What Do Readers Expect? The opinion turns on whether an “average reader” would understand that the underlined phrase “personally approved” was a hyperlink with supporting information. Without any empirical evidence to bolster its views, the court treats Internet users circa 2017 as savvy enough to interpret underlining in web pages as signals of hyperlinks. While this conclusion seems unassailable, note that it depends on technological facts that weren’t before the court and that change over time (i.e., would courts have reached the same conclusion in 1997?). Thus, the court made the same kind of assumption that the Second Circuit made in the uncited Meyer v. Uber ruling on contract formation in the mobile environment, when it reached an almost identical conclusion that “a reasonably prudent smartphone user knows that text that is highlighted in blue and underlined is hyperlinked to another webpage where additional information will be found.” I think both courts reached the right conclusion, but I am troubled by the inherent precariousness of appellate judges making assumptions about what average or reasonable online consumers would expect.

Billionaires and Defamation. What’s the deal with billionaires losing defamation suits (a topic I’ve blogged many times)? Is it that they are targets for harsher criticism than the rest of us? That they have thinner skins? That they can afford defamation lawsuits? (It is, after all, a sport of kings). That they are used to winning? That they expect to drive defendants into submission through expensive litigation, regardless of legal merits? I don’t fully understand the dynamics.

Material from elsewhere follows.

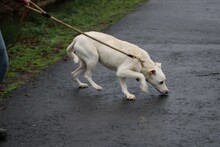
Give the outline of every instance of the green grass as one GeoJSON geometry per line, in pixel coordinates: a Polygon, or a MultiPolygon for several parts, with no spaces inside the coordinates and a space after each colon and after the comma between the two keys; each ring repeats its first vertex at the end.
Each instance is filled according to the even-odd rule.
{"type": "MultiPolygon", "coordinates": [[[[84,32],[101,31],[147,0],[74,0],[47,7],[54,17],[84,32]]],[[[4,32],[4,30],[3,30],[4,32]]],[[[59,61],[76,32],[31,12],[18,43],[8,50],[10,66],[0,96],[6,96],[48,65],[59,61]]],[[[9,37],[10,38],[10,37],[9,37]]]]}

I do know that unsuccessful billionaire defamation lawsuits are one of the best reasons to support anti-SLAPP laws, because the laws change the economic calculus for defendants (though the risk of a fee shift won’t deter billionaires) and speeds up resolution of unmeritorious lawsuits. Nevada recently upgraded its anti-SLAPP law and successfully thwarted a different billionaire’s (Steve Wynn) efforts to undermine it. That’s the good news, but too many Americans still lack anti-SLAPP protection and are reluctant to discuss billionaires candidly due to the risk of being sued, meritoriously or not. So I see this lawsuit as another good reason to support a federal anti-SLAPP law to level the playing field for all of us.

Case citation: Adelson v. Harris2017 WL 4294562 (Nev. Sept. 27, 2017).